Adverse health outcomes potentially related to HepB-BD administration should be continually monitored by the hospital’s surveillance unit with subsequent reporting to the surveillance unit for the MOHWE. This should be clearly outlined in the hospital and national policy so that the mechanism of reporting is clear [36].

5. Limitations

Although mention was made of the importance of staff training in optimizing timeliness and coverage of the HepB-BD, the number and categories of staff trained were not captured. Their knowledge prior to and post training, concerns or personal biases were not explored. This study was also limited by not exploring and adjusting for potential covariates that could impact the timeliness of vaccine administration. It would have been beneficial to explore the timeliness and coverage of the HepB-BD administration at a private birthing facility, though having a smaller number of deliveries so that the program of all birthing facilities within our twin-island state could have been explored.

6. Recommendations

Recommendations, therefore, include instituting innovative educational sessions that capture parental concerns in the local context, implementing recertification programs for staff, and a quality improvement team that reviews birth dose timeliness and coverage with monthly or quarterly targets in place. Utilizing a database/health information system will strengthen the monitoring and evaluation of the program. Formalizing a national policy that governs public hospitals and private institutions is crucial. This will help inform/regulate the process of reporting from both facilities to the MOHWE. A review of the hepatitis B seroprevalence in children under the age of 5 years will help to validate birth dose coverage and the cold chain reliability and should, therefore, be considered. The sustainability of this program is heavily dependent on leadership and governance; therefore, ensuring a consistent vaccine supply chain through regional and international partnerships and implementing the necessary framework that supports the monitoring of the established targets is fundamental.
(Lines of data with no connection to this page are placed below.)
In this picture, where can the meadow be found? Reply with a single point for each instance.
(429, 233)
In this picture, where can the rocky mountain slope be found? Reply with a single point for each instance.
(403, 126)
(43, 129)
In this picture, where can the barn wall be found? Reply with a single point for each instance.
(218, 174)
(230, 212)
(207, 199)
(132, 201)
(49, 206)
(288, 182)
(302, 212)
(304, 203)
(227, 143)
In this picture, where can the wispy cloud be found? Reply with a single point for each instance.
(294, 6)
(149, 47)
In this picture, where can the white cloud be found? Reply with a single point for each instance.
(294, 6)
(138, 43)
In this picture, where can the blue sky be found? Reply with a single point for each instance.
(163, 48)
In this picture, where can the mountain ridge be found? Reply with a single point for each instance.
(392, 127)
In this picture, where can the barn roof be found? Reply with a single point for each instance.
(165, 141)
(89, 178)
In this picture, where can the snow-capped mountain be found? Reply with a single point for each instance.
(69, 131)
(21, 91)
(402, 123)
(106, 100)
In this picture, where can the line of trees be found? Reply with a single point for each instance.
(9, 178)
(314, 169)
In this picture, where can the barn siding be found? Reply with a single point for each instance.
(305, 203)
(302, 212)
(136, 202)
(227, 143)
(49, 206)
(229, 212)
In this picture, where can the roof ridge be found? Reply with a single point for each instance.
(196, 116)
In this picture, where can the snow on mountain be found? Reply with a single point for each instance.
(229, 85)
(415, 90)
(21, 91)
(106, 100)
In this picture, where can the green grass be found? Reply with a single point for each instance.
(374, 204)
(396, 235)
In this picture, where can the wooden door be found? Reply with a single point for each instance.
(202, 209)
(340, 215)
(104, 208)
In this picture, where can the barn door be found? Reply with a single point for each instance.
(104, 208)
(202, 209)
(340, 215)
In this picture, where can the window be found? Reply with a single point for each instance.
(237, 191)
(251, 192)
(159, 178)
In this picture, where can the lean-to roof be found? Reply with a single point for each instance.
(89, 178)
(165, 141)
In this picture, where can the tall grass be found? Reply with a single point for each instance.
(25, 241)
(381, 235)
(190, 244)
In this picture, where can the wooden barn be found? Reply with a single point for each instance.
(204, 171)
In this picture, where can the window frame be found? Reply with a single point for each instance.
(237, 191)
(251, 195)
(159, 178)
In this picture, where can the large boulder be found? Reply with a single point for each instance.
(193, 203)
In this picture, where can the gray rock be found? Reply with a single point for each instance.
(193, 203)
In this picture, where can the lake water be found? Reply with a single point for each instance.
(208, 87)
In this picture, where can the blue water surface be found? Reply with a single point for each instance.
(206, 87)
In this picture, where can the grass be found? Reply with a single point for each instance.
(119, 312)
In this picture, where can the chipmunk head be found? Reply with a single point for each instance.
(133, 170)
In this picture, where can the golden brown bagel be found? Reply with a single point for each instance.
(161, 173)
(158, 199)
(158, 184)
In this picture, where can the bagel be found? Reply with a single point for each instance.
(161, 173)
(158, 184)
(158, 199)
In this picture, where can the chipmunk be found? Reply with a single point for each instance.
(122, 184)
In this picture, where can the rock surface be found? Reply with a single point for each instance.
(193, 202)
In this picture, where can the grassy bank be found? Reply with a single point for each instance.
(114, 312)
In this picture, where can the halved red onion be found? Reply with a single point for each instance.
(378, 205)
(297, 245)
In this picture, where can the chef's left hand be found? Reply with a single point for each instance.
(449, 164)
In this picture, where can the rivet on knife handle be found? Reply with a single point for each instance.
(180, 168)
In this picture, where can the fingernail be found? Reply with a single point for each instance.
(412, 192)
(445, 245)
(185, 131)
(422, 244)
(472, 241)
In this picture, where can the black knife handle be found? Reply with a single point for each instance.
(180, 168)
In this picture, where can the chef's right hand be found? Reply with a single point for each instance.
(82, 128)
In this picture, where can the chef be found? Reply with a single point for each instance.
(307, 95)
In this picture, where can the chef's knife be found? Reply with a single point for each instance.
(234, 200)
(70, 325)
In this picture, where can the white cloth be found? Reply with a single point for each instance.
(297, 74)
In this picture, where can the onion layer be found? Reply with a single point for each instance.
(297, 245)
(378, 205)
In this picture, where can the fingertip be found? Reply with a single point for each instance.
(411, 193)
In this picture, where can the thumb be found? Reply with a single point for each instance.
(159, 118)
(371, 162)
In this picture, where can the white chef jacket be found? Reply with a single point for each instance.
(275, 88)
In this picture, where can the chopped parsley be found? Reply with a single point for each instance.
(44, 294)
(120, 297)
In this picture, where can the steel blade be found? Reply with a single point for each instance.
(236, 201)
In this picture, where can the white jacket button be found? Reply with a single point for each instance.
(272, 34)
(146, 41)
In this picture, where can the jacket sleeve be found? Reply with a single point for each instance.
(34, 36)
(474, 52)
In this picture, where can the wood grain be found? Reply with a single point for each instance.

This should fall under the purview of the Maternal, Child and Adolescent Health Committee of the Ministry of Health, Wellness, the Environment and Social Transformation.

7. Conclusions

The Sir Lester Bird Medical Center has achieved a timely HepB-BD coverage of 72% and total birth dose coverage of 81% from November 2021 to October 2022. This is a commendable start within the first year of this vaccine’s roll-out despite the milieu of vaccine hesitancy. With continued improvement in client educational campaigns, staff refresher courses with emphasis on gaps identified, processes that govern administration post-Cesarean section and possible implementation of a standing order approach governing vaccination administration within 24 h post-delivery; then timely birth dose coverage and total birth dose coverage will likely improve. This will put the twin-island state in good stead as we journey toward EMTCT of hepatitis B.